Quelle norme de contrôle s’applique à l’examen de la décision de la SAR par la Cour?

[22]           Depuis quelques mois, de nombreuses affaires concernent la norme de contrôle que la Cour doit appliquer aux décisions de la SAR intéressant la norme dont elle‑même doit se servir pour examiner les appels visant les décisions de la SPR. Comme le note la demanderesse, aux paragraphes 25 à 33 de Huruglica, le juge Phelan s’est livré à une analyse détaillée à l’issue de laquelle il a conclu que la Cour devrait examiner le choix de la norme de contrôle par la SAR suivant la norme de la décision correcte. D’autres décisions ont adopté la même approche, notamment Iyamuremye c Canada (Citoyenneté et Immigration), 2014 CF 494, au paragraphe 20 [Iyamuremye]; Alvarez c Canada (Citoyenneté et Immigration), 2014 CF 702, au paragraphe 17 [Alvarez]; Yetna c Canada (Citoyenneté et Immigration), 2014 CF 858, aux paragraphes 14 et 15 [Yetna]; Triastcin c Canada (Citoyenneté et Immigration), 2014 CF 975, aux paragraphes 18 et 19 [Triastcin]; Tamayo c Canada (Citoyenneté et Immigration), 2014 CF 1127, au paragraphe 18 [Tamayo]; et Bahta c Canada (Citoyenneté et Immigration), 2014 CF 1245, au paragraphe 10 [Bahta].

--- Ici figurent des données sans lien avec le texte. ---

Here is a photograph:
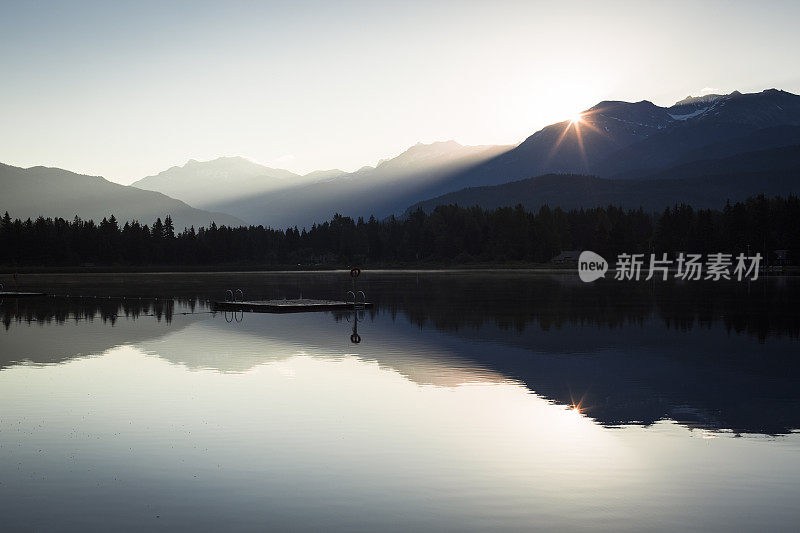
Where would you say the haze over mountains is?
[133,141,511,227]
[0,163,244,231]
[132,157,328,209]
[0,89,800,228]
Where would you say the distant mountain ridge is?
[406,144,800,213]
[205,141,511,227]
[132,157,302,208]
[432,89,800,190]
[0,163,244,231]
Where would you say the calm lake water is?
[0,272,800,531]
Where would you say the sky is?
[0,0,800,184]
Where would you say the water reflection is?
[0,273,800,434]
[0,273,800,531]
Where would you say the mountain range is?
[0,89,800,227]
[0,163,244,230]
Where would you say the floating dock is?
[212,298,372,313]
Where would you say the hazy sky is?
[0,0,800,183]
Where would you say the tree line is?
[0,195,800,267]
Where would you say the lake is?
[0,271,800,531]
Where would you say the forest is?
[0,195,800,268]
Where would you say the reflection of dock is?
[212,298,372,313]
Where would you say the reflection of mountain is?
[0,298,204,370]
[2,272,800,434]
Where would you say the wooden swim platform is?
[211,298,372,313]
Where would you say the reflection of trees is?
[0,298,189,330]
[373,275,800,341]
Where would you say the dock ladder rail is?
[347,291,367,309]
[225,289,244,302]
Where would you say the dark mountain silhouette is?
[416,89,800,195]
[0,163,243,230]
[408,145,800,212]
[120,89,800,227]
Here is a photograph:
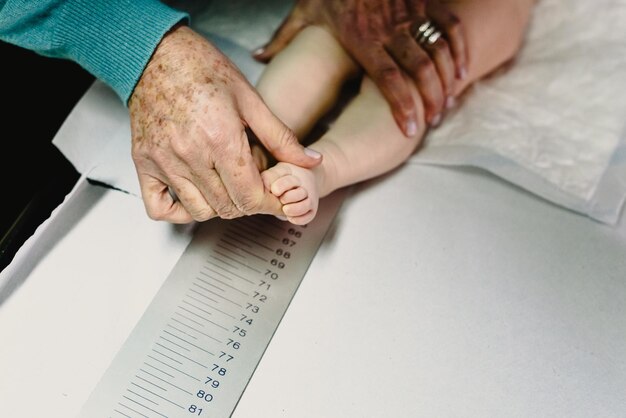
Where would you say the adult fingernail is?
[406,120,417,136]
[430,113,441,128]
[304,147,322,160]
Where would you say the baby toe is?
[270,175,300,196]
[280,187,309,205]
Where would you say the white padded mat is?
[412,0,626,223]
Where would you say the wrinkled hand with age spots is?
[128,26,321,223]
[254,0,467,137]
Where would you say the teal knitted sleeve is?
[0,0,189,104]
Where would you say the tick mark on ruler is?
[185,289,237,319]
[198,272,250,296]
[237,224,280,241]
[171,318,224,343]
[152,348,183,364]
[196,271,225,294]
[167,324,198,340]
[174,312,204,327]
[131,379,184,409]
[113,404,133,418]
[142,370,193,395]
[159,335,191,351]
[224,231,274,252]
[123,396,167,418]
[118,402,150,418]
[215,239,268,262]
[163,330,215,356]
[207,255,238,271]
[153,343,207,368]
[193,278,243,308]
[143,362,174,377]
[146,354,200,380]
[135,375,167,392]
[126,389,159,406]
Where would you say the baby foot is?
[261,162,319,225]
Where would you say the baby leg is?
[262,77,426,224]
[256,26,358,139]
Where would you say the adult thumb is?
[252,12,306,62]
[242,92,322,168]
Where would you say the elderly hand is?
[254,0,467,136]
[129,26,321,223]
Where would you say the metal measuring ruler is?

[23]           Plus récemment, après avoir effectué à son tour une analyse détaillée, la juge Gagné est parvenue à la conclusion opposée dans Akuffo c Canada (Citoyenneté et Immigration), 2014 CF 1063, aux paragraphes 17 à 26 [Akuffo], à savoir que la Cour devrait appliquer la norme de la raisonnabilité aux décisions de la SAI concernant la norme de contrôle. Dans cette décision, la juge Gagné a estimé que la question de la norme de contrôle applicable par la SAR n’est pas de celles qui revêtent une importance capitale pour le système juridique, quand bien même elle échapperait à l’expertise de la SAR, et qu’aucune autre circonstance n’autorise à s’écarter de la norme de la raisonnabilité, qui est la norme présumée (voir également l’analyse du juge Martineau dans Djossou c Canada (Citoyenneté et Immigration), 2014 CF 1080, aux paragraphes 13 à 37 [Djossou], qui conclut également que la Cour devrait appliquer la norme de la raisonnabilité).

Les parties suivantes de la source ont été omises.